Already on GitHub? Sign in to your account

Evaluate the benefits of adopting docker event stream #16831

Closed
yujuhong opened this issue Nov 5, 2015 · 13 comments
Closed

Evaluate the benefits of adopting docker event stream #16831

yujuhong opened this issue Nov 5, 2015 · 13 comments
Labels
lifecycle/rotten Denotes an issue or PR that has aged beyond stale and will be auto-closed. priority/backlog Higher priority than priority/awaiting-more-evidence. sig/node Categorizes an issue or PR as relevant to SIG Node. sig/scalability Categorizes an issue or PR as relevant to SIG Scalability.

Comments

@yujuhong
Copy link
Contributor

yujuhong commented Nov 5, 2015

In #12540, docker event stream was proposed as part of the pod lifecycle event generator (PLEG) to reduce number of docker operations.

However, even without adopting the docker event stream, we can still implement a PLEG solely by periodically relisting the containers. The generic PLEG in #13571 is an example.
This would still improve the average resource usage of kubelet and docker because only one goroutine queries docker at a higher frequency (as opposed to all pod workers). The drawback, on the other hand, is that kubelet's reaction time to container events would be equal or greater than the relist period. We should try to understand the limit of pure relisting by running some micro-benchmark using docker, so that we know how much benefits the container event stream can bring us.

Metrics:

  • latency
  • cpu usage percentiles

Parameters to vary:

  • op: list, inspect
  • period
  • number of containers
  • GCE machine size

The next step would be benchmarking the docker event stream.

/cc @kubernetes/goog-node

@yujuhong yujuhong added priority/important-soon Must be staffed and worked on either currently, or very soon, ideally in time for the next release. sig/scalability Categorizes an issue or PR as relevant to SIG Scalability. sig/node Categorizes an issue or PR as relevant to SIG Node. labels Nov 5, 2015
@Random-Liu
Copy link
Member

OK, will do! This is indeed necessary for future work. :)

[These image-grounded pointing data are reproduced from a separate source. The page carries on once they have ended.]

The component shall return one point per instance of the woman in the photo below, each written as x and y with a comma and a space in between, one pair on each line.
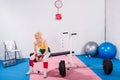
41, 53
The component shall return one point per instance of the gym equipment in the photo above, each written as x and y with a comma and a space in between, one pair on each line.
107, 66
90, 48
60, 53
62, 68
107, 50
10, 53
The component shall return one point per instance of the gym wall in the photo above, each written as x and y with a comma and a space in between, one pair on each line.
20, 19
113, 23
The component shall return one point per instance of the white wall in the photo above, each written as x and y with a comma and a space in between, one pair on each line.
20, 19
113, 23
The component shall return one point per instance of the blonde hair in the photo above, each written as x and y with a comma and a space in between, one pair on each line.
38, 34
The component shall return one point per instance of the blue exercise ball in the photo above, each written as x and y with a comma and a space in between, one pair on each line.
107, 50
90, 48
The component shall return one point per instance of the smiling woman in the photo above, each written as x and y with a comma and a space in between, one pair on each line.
41, 53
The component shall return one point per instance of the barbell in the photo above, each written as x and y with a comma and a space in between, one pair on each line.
106, 64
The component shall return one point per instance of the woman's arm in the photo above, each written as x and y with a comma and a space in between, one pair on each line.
46, 47
35, 48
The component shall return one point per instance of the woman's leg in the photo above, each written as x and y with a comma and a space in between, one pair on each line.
31, 63
45, 64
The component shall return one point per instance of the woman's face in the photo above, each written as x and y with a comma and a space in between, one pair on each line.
38, 37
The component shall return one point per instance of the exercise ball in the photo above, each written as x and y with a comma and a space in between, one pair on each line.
107, 50
90, 48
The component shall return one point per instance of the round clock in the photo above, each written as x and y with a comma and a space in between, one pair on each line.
58, 4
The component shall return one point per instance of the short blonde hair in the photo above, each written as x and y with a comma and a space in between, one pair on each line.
38, 34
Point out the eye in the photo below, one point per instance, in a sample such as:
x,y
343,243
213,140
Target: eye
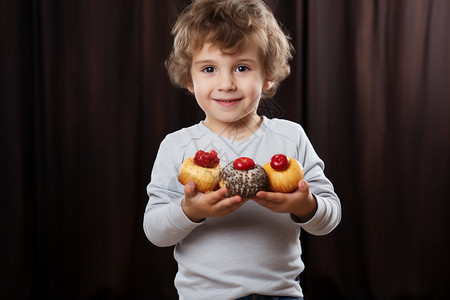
x,y
242,68
208,69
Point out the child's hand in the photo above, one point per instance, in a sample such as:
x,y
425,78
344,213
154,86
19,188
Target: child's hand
x,y
300,203
198,206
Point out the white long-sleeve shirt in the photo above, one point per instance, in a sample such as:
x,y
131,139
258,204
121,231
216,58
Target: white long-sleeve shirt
x,y
252,250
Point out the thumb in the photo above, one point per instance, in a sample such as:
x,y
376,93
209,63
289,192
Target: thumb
x,y
303,186
190,189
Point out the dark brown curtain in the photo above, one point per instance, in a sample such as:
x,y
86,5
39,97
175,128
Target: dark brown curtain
x,y
85,102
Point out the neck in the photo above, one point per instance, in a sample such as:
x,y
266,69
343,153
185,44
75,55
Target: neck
x,y
238,130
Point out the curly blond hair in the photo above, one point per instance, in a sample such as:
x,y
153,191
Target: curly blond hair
x,y
230,25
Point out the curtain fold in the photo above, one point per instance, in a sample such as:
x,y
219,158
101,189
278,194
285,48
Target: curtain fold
x,y
85,101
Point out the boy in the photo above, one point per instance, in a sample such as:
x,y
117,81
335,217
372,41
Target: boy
x,y
229,55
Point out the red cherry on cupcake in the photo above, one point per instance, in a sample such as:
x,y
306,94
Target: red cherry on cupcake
x,y
279,162
243,163
205,159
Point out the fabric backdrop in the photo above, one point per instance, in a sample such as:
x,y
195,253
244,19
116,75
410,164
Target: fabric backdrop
x,y
85,102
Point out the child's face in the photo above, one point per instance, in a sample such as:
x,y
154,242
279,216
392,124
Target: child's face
x,y
227,87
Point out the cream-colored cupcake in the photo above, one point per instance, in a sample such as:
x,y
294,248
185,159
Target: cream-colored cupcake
x,y
285,180
206,179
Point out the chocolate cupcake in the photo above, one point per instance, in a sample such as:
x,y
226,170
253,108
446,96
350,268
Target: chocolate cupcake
x,y
243,177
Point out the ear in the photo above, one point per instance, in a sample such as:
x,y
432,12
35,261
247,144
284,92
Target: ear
x,y
267,85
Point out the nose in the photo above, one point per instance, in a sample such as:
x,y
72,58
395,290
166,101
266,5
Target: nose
x,y
226,82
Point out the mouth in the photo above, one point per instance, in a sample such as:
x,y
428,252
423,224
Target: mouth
x,y
227,100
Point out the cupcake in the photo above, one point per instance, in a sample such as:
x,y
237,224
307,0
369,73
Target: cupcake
x,y
243,177
284,173
203,169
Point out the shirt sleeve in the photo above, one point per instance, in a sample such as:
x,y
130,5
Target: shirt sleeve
x,y
328,213
165,223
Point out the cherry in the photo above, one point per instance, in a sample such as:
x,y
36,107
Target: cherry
x,y
279,162
243,163
205,159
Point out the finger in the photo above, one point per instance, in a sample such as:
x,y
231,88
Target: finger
x,y
303,186
190,189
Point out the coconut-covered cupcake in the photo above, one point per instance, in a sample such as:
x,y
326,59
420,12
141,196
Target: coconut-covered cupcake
x,y
243,177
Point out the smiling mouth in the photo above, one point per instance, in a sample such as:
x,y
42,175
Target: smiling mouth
x,y
227,101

@dchen1107 dchen1107 added this to the v1.2-candidate milestone Nov 5, 2015
@vishh
Copy link
Contributor

vishh commented Nov 5, 2015

+1 for starting with the Generic PLEG.
One thing to consider is the resource overhead of periodic relisting on the
docker daemon.

On Wed, Nov 4, 2015 at 6:12 PM, taotao notifications@github.com wrote:

OK, will do! This is indeed necessary for future work. :)

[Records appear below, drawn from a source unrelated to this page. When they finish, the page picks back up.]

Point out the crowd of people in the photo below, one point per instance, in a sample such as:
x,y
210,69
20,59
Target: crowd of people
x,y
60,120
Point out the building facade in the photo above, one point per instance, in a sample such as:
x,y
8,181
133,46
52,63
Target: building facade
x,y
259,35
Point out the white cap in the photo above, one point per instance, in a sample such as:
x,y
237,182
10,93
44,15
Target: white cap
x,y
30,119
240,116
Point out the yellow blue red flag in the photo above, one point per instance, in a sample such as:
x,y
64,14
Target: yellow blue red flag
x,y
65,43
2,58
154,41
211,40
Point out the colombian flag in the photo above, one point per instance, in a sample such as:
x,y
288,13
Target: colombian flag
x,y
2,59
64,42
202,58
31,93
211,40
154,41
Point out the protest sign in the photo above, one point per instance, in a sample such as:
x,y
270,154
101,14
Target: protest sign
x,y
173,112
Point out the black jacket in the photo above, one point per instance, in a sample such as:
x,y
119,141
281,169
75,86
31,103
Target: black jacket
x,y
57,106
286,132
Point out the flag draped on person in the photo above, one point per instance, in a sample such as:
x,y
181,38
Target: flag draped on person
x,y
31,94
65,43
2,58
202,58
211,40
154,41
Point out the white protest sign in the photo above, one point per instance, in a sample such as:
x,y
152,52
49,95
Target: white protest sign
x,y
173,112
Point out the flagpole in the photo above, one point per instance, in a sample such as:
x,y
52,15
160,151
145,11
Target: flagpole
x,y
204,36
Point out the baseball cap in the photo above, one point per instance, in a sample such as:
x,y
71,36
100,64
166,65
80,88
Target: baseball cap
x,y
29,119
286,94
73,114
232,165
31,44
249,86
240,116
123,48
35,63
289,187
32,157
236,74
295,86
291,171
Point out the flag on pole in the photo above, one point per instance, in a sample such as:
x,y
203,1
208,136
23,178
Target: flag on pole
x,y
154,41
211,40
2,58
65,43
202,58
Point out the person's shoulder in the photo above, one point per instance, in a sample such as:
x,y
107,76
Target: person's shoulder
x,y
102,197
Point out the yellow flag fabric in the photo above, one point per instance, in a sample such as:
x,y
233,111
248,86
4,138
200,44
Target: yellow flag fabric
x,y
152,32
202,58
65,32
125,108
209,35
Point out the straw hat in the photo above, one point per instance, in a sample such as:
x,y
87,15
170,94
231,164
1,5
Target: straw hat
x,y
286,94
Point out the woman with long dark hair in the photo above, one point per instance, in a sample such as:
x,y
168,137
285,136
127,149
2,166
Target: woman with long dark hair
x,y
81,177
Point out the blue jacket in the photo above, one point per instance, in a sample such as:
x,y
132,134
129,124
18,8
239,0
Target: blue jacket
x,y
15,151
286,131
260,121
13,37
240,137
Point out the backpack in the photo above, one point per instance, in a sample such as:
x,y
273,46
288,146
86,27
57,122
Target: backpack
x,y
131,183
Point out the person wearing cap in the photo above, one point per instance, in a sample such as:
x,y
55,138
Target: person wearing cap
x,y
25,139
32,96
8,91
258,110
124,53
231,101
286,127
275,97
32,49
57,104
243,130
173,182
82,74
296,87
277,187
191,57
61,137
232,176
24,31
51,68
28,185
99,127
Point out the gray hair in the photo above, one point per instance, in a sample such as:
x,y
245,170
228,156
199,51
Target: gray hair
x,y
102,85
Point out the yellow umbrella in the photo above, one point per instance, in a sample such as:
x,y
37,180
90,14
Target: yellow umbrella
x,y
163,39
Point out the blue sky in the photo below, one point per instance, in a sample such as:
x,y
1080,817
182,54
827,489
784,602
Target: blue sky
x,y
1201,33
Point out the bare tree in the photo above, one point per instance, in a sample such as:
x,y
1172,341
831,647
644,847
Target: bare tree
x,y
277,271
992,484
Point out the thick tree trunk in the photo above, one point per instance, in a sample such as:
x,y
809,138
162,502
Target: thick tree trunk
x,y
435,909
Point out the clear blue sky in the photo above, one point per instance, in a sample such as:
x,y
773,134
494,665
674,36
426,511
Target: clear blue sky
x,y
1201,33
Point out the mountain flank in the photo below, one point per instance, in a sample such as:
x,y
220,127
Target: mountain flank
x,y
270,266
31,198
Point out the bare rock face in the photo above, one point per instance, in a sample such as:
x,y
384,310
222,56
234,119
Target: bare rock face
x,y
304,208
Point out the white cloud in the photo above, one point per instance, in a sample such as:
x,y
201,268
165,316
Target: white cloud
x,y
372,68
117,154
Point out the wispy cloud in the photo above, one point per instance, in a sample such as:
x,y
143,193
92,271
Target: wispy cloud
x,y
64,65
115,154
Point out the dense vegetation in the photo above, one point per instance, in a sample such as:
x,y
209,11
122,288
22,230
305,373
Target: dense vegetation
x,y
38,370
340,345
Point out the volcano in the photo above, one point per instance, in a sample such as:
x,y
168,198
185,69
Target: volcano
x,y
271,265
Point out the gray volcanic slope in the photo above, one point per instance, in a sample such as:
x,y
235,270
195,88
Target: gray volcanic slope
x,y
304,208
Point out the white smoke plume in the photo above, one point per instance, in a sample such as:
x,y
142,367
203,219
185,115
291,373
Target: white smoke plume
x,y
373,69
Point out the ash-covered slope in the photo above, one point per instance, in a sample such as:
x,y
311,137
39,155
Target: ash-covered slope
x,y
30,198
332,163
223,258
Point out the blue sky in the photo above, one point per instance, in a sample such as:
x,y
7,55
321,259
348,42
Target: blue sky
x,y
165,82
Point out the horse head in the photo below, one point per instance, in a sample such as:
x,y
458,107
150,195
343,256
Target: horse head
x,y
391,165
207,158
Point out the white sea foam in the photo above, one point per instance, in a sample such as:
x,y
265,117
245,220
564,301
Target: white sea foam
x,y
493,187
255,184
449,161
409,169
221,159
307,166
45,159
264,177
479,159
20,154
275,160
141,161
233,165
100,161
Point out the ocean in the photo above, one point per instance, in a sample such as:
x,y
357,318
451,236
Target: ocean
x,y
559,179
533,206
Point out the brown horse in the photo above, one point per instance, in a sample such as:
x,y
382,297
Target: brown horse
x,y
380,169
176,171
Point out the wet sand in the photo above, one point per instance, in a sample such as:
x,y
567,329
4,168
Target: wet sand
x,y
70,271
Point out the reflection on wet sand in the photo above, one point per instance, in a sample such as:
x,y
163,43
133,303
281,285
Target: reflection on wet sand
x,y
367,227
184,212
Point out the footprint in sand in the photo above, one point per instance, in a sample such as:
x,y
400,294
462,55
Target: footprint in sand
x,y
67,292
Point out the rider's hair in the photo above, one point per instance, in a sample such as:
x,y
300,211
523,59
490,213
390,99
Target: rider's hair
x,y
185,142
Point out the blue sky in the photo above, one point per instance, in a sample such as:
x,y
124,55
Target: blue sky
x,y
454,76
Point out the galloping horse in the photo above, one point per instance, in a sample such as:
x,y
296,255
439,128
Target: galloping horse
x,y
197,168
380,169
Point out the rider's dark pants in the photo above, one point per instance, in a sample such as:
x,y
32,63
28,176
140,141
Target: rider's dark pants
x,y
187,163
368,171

Reply to this email directly or view it on GitHub
#16831 (comment)
.

@yujuhong
Copy link
Contributor Author

Now that we've added both a generic PLEG and a cache. We should re-evaluate the benefit of adopting the docker event stream and whether we should prioritize it.

@Random-Liu
Copy link
Member

@MHBauer
Copy link
Contributor

MHBauer commented May 17, 2016

I am familiar with the docker side of events. With a little guidance I can help do the work in the kube code.

@timothysc
Copy link
Member

/cc @rrati fyi to keep on the radar.

@Random-Liu
Copy link
Member

Random-Liu commented May 19, 2016

@MHBauer We are redefining the container runtime interface now #22964.
At least now, event is not in our short plan, because not all runtimes support event now, e.g. rkt. And according to our measurement, event stream does improve the performance, but the current polling based implementation is enough for now.

/cc @yujuhong

@yujuhong
Copy link
Contributor Author

@MHBauer that's great.

As @Random-Liu pointed out, event stream will improve performance and resource usage for kubelet, but since 1) not all runtimes support this and 2) the benefits significant enough, we didn't prioritize switching to the event stream.

The problem is a little bit more complicated than simply interfacing with the docker event stream. If you are interested, here is some background.

Kubelet has a Pod Lifecycle Event Generator, PLEG that is compatible with all runtimes. PLEG does basically two things:

  1. periodically polls docker (via docker ps -a) and compare the current container list with the last one. If there is any change, it generates an event.
  2. In addition to generating an event, it also does docker inspect calls and updates an in-memory pod status cache.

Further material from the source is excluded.